If you think you’ll do a lot of carbon arc gouging and want to be efficient at it, you may want to step up to a 400- or 500-amp machine, Snyder says. A 300-amp machine will work with 1/4-inch round carbon rod, a 400-amp machine bumps you up to 5/16-inch rods and a 500-amp unit will get you to 3/8-inch carbons.
The engine-drive welders designated for service trucks all come with electrical generating capacity as well. The electricity is most commonly used to power grinders for welding prep and clean up. But it can also be helpful in powering lights for nighttime work. Look for 10,000 to 11,000 watts of single phase and three phase power. Three-phase power is more efficient and also comes in handy for high demand applications like plasma cutting, which enables you to cut almost any metal including stainless steel. With a plasma torch, the more power the deeper and faster you can cut.
In certain welding applications material preheating is necessary and that means you need to spec enough storage space on your service body for oxyacetylene tanks, torches and equipment.

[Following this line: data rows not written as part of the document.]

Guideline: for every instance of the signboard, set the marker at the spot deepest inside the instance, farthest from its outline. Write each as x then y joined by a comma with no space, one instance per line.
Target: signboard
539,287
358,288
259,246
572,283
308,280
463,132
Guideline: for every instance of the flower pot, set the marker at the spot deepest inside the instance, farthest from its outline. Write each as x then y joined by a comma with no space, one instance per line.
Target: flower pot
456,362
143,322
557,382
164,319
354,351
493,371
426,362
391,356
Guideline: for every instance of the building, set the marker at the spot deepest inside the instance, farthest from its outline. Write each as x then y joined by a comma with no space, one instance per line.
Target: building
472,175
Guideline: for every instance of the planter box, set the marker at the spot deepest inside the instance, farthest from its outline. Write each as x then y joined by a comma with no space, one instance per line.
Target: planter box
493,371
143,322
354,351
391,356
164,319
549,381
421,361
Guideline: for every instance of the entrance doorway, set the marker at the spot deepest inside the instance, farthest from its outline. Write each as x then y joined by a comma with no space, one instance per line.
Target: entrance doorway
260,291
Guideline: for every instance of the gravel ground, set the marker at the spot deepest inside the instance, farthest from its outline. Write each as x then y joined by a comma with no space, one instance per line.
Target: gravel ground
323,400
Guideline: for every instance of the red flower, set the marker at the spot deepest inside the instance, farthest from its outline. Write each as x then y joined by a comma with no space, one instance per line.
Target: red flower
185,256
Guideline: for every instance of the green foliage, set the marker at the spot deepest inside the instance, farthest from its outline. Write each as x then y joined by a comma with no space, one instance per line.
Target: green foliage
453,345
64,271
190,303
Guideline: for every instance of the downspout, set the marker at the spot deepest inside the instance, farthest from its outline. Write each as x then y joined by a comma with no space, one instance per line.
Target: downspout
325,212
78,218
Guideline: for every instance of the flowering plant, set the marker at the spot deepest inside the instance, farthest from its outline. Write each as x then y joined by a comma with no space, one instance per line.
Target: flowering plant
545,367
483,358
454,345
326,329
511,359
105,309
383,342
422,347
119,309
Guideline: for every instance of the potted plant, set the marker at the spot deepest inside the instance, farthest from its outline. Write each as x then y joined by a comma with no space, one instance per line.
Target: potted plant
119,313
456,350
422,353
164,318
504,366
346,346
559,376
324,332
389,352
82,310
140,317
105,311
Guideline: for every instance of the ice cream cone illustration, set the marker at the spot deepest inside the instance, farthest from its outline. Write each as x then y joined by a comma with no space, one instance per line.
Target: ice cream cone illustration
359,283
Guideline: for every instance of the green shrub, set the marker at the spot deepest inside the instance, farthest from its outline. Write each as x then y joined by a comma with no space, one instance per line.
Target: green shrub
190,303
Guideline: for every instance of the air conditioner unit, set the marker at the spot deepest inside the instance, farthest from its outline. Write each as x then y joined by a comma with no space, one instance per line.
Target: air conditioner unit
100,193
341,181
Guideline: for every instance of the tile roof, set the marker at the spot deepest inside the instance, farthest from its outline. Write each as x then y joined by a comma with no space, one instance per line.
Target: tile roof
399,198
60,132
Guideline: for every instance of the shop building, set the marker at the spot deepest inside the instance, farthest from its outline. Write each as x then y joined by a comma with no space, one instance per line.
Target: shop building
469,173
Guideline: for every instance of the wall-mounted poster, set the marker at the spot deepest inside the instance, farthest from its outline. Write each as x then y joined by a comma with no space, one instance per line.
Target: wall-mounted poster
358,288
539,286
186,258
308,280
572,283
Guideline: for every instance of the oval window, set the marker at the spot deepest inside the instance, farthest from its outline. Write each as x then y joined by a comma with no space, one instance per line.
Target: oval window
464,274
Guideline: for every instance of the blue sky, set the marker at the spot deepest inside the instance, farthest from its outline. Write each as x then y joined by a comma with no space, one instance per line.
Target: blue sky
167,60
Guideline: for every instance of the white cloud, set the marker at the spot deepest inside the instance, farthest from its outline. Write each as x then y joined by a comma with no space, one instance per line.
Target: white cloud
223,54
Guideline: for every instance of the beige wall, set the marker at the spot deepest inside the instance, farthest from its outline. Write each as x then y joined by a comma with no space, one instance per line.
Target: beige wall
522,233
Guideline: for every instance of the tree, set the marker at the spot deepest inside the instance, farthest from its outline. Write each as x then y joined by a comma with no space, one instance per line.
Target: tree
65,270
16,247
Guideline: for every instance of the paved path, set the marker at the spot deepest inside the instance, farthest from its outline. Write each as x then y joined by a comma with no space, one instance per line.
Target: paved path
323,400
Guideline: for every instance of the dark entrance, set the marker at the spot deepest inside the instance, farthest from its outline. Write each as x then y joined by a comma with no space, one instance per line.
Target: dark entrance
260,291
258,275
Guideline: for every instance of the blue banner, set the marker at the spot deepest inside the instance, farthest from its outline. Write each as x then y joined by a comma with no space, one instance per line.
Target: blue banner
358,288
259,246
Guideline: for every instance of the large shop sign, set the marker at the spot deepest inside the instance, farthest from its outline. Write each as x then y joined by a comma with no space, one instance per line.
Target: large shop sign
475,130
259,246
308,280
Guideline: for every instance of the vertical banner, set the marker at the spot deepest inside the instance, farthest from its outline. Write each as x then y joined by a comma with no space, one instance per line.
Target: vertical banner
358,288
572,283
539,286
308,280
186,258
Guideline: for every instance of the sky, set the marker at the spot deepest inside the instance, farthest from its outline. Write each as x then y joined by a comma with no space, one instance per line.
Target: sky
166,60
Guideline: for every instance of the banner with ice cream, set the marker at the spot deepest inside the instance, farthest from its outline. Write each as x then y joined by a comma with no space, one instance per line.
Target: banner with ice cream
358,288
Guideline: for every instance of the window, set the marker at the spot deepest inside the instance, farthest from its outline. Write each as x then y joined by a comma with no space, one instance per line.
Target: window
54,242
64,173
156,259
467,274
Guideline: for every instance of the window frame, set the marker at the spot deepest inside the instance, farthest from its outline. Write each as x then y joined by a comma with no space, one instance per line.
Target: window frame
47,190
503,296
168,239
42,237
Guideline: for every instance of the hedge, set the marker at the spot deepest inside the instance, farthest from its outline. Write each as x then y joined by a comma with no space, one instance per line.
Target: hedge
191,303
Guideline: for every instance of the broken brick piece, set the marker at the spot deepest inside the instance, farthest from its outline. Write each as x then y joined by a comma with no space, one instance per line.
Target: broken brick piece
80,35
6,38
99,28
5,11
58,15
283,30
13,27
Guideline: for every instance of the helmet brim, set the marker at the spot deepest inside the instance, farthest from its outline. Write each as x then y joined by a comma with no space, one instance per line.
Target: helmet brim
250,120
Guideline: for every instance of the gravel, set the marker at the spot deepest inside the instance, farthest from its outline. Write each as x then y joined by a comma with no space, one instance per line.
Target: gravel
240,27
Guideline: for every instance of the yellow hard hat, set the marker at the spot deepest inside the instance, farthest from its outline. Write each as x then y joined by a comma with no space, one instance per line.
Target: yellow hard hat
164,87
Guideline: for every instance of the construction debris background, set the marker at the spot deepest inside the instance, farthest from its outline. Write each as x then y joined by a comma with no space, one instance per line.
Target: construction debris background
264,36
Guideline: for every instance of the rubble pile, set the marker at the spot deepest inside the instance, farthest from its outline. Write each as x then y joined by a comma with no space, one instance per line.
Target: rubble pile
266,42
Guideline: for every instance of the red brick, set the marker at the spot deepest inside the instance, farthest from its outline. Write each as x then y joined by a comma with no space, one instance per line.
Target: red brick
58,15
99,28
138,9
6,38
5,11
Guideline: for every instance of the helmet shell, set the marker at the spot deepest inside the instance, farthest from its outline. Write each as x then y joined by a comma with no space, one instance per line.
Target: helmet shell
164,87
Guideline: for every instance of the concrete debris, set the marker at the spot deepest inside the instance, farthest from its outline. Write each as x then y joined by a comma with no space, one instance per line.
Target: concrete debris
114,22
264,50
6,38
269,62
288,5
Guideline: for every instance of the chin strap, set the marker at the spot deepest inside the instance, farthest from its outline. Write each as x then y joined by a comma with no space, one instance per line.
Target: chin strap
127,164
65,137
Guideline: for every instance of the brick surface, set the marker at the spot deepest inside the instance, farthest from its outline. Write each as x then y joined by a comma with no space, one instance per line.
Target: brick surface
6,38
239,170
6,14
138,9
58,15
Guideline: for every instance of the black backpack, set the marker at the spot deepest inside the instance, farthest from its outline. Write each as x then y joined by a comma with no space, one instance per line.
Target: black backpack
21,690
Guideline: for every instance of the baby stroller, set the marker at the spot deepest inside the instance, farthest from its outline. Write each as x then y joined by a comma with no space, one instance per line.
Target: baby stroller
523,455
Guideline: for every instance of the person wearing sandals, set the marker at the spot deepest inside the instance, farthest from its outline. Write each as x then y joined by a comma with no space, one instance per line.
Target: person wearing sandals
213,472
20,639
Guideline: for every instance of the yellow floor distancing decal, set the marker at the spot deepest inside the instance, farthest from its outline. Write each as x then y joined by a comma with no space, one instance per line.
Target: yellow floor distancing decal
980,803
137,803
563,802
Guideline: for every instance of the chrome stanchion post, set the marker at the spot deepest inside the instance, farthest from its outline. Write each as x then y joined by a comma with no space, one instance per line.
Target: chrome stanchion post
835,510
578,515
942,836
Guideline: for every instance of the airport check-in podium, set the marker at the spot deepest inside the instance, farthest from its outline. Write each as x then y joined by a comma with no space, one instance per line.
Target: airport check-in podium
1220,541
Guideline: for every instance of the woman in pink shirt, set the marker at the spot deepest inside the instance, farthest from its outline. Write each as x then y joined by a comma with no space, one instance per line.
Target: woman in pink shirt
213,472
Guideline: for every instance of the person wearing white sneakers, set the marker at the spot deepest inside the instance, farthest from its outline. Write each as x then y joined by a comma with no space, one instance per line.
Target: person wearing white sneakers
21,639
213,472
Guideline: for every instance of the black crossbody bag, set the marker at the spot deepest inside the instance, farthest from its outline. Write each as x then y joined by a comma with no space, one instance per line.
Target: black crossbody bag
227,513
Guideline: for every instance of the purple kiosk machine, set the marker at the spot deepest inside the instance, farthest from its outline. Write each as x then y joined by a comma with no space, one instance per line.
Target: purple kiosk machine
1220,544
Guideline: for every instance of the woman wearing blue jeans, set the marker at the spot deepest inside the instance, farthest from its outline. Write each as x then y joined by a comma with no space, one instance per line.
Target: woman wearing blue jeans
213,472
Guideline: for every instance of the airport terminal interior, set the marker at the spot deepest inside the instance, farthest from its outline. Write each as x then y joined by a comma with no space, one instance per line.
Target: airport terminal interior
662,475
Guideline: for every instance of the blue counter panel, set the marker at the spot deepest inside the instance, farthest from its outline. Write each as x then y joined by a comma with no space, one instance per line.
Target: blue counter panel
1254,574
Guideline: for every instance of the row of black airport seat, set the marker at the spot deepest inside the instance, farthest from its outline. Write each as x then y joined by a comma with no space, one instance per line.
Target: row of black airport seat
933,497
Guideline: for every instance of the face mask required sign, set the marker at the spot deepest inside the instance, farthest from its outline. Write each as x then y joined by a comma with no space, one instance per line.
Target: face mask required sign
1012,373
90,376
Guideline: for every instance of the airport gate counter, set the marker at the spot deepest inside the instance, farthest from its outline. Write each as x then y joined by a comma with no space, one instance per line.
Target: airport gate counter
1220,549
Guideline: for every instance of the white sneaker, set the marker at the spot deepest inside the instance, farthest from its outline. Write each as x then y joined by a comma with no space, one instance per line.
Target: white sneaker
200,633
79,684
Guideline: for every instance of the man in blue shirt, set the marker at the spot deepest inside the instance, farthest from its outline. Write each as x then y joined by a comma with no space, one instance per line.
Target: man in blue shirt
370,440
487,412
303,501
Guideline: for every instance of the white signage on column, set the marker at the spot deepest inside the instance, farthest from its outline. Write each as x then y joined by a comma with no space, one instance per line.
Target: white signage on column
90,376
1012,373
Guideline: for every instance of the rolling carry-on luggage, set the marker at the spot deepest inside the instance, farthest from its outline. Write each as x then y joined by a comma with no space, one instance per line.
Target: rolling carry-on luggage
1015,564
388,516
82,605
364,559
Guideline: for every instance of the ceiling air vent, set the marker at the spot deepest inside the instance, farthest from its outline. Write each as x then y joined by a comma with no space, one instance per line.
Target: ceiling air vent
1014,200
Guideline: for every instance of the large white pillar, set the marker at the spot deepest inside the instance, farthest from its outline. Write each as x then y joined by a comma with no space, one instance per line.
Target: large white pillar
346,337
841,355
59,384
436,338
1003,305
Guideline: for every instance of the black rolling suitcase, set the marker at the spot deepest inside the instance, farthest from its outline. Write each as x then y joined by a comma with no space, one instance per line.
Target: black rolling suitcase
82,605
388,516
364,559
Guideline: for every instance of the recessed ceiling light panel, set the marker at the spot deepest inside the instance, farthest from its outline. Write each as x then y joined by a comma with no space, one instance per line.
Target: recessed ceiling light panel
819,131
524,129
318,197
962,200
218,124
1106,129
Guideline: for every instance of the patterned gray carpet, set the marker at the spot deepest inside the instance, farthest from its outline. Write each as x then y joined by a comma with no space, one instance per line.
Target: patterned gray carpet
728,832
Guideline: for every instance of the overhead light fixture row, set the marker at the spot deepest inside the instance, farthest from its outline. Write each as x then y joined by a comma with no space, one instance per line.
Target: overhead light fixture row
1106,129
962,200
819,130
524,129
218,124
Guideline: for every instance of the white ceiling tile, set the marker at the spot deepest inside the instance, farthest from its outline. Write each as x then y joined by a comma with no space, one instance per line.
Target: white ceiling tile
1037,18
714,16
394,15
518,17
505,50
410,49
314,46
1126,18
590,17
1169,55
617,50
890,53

The government and your service truck
To operate any truck heavier than 26,001 pounds, your driver will need a commercial driver’s license, or CDL. Many technicians and mechanics have this or will obtain one over the course of their careers, but there are government regulations that have to be met by the companies that employ CDL drivers and costs associated with it. There is also the argument a CDL-holding technician can command a higher wage. But most heavy equipment contractors find it beneficial to have CDL-qualified drivers in the company, not just for service trucks, but to help haul equipment as well.
You should also be aware that in addition to federal regulations on CDL drivers, each state has unique rules regarding who can drive what and regulations about trucks in different weight classes. So be sure you factor in the overhead cost of maintaining a CDL driver in your company including all applicable licenses, tags and fees.